Runtime: CoreCLR runtime doesn't work on Linux kernel 4.6.x

Created on 27 Jun 2016 · 8Comments · Source: dotnet/runtime

We get SIGSEGV in the GC when trying to allocate managed objects.

bug

Source

janvorli

❤2 👍1

Most helpful comment

It looks like the problem is caused by the thread suspend injection on Unix. Disabling it by setting COMPlus_INTERNAL_ThreadSuspendInjection environment variable to 0 makes the issue go away.

janvorli on 28 Jun 2016

👍4 🎉2

All 8 comments

It looks like the problem is caused by the thread suspend injection on Unix. Disabling it by setting COMPlus_INTERNAL_ThreadSuspendInjection environment variable to 0 makes the issue go away.

janvorli on 28 Jun 2016

👍4 🎉2

I have also tried to install older versions of the kernel to see when exactly the issue started to happen. The 4.6.0 was the first version with this problem.

janvorli on 28 Jun 2016

Is this SIGSEGV directly related with any specific system-call or kernel-userspace ABIs?
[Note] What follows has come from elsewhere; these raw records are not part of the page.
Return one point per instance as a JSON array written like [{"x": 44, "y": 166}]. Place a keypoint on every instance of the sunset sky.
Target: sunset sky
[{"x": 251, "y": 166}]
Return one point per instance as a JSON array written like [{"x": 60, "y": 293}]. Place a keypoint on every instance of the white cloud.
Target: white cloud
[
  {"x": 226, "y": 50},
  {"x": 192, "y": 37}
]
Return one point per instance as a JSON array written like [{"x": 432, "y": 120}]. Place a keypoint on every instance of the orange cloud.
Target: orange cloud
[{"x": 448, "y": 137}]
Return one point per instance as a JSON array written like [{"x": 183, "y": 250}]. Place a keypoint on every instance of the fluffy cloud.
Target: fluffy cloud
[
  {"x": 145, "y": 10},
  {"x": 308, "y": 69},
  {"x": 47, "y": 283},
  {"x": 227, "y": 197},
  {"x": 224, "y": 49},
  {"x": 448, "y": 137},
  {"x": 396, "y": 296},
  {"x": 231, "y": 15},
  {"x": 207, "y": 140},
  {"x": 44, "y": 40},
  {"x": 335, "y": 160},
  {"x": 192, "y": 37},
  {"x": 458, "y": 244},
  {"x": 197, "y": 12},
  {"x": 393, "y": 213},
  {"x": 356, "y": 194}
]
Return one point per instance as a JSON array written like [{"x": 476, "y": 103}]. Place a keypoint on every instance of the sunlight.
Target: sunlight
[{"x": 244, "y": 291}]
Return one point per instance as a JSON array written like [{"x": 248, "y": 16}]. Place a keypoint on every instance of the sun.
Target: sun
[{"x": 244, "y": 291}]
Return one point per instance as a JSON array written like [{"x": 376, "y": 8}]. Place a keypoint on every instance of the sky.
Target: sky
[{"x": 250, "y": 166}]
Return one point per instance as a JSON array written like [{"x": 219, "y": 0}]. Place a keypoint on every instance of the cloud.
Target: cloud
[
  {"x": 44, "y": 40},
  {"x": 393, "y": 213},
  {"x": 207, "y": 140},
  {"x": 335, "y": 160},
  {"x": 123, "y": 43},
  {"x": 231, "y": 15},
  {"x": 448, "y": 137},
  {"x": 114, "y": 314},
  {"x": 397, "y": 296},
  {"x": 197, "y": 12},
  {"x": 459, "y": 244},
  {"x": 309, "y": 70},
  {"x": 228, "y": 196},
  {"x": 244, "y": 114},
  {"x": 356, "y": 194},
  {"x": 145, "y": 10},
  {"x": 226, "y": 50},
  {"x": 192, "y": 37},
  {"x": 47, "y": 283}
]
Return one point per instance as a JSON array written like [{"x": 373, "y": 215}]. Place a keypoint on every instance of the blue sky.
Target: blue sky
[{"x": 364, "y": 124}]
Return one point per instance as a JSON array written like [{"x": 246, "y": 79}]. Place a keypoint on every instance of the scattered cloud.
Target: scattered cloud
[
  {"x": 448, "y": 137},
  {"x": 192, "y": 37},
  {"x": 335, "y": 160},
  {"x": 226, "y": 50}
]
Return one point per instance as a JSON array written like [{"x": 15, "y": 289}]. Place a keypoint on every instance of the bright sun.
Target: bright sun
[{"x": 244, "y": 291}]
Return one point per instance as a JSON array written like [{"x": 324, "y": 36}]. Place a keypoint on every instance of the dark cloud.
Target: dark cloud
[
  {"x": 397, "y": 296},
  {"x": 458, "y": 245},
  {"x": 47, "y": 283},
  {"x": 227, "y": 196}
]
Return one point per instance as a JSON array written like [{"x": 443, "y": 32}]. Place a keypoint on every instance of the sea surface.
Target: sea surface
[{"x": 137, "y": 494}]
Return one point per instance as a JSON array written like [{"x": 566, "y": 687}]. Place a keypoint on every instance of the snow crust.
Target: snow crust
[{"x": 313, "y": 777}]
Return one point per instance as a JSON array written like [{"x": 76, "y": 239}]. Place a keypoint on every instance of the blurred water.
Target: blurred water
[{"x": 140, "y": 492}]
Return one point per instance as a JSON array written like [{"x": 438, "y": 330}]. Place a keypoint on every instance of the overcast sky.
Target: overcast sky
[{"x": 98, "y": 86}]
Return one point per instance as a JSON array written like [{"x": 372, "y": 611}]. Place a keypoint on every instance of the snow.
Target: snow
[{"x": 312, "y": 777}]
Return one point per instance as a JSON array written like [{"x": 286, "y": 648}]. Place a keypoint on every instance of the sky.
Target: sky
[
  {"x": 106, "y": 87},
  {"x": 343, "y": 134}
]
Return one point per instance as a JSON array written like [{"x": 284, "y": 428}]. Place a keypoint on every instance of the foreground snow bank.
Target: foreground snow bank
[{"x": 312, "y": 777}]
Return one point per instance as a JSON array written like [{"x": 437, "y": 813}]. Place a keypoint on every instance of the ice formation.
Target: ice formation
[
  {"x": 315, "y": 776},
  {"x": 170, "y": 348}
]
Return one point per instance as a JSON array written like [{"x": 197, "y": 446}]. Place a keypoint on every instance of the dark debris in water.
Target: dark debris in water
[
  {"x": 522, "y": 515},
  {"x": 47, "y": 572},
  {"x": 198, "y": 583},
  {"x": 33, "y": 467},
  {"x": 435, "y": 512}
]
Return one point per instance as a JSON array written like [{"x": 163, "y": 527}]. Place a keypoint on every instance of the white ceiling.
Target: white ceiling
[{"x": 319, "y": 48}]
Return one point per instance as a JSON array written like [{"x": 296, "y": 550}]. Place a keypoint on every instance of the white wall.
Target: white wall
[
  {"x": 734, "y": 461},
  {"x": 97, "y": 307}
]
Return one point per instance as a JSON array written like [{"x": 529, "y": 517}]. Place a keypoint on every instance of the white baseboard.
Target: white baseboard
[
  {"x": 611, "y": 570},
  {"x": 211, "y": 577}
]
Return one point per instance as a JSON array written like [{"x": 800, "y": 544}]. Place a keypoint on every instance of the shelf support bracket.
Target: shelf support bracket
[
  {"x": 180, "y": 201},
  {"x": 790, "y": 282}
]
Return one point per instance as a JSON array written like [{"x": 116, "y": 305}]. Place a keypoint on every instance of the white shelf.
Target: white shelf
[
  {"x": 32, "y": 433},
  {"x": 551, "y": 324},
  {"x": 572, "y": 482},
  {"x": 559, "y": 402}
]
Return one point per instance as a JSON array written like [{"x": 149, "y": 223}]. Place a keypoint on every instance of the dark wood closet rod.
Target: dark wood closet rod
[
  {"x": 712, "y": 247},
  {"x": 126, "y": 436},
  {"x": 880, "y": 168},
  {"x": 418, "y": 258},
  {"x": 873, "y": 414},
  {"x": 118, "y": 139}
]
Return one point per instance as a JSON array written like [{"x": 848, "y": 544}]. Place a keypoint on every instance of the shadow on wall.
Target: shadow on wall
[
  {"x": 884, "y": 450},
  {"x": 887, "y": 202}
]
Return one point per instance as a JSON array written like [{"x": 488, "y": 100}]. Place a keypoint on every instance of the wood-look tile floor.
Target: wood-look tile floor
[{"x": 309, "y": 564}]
If we have a short and simple example code to reenact the bug, we might be able to let the linux kernel fix the issue if this is a regression in the kernel, not a bug of coreclr.

myungjoo on 28 Jun 2016

I have just found the culprit - it is a bug in coreclr that didn't show up on older kernels. The issue is that when we translate unix context to the windows style context in CONTEXTFromNativeContext / CONTEXTToNativeContext on AMD64, we also translate the "CS" - code segment - register. But the macro to access the register in the unix context for AMD64 is defined as follows:
#define MCREG_SegCs(mc) ((mc).gregs[REG_CSGSFS])
As you can see, the gregs contains combined CS, GS and FS segment registers, each taking 16 bits. But the field in the windows context for CS is just 16 bits. So when we translate the unix context to windows context, we set just the CS and it is ok. But when we translate it back from the windows context to the unix context, we set the CS correctly, but clear the GS and FS values!
I have discovered it by comparing the unix context contents after entering inject_activation_handler and after restoring it from the windows context before returning from the handler:
At the beginning:

  uc_mcontext = {
    gregs = {
      ...
      [18] = 0x0003000000000033
      ...
    }

After the restore:

  uc_mcontext = {
    gregs = {
      ...
      [18] = 0x0000000000000033
      ...
    }

I have also found why it didn't show up on the older kernels. When running e.g. on the kernel 3.13 that's the default kernel for Ubuntu 14.04, the FS and GS values are both zero.

janvorli on 28 Jun 2016

👍5

FYI: @adityamandaleeka

janvorli on 28 Jun 2016

A small correction - the FS and GS are still zero on the newer kernel, but the topmost 16 bits that are marked as padding in a linux header are not. It can be seen from the values I've dumped above, I just said by mistake that the issue was in clearing the FS and GS. Obviously, the new kernel uses those 16 bits for something.

janvorli on 28 Jun 2016

I was looking through the changes in the 4.6 kernel and noticed this commit which replaced the padding field in the sigcontext with a union of padding and SS.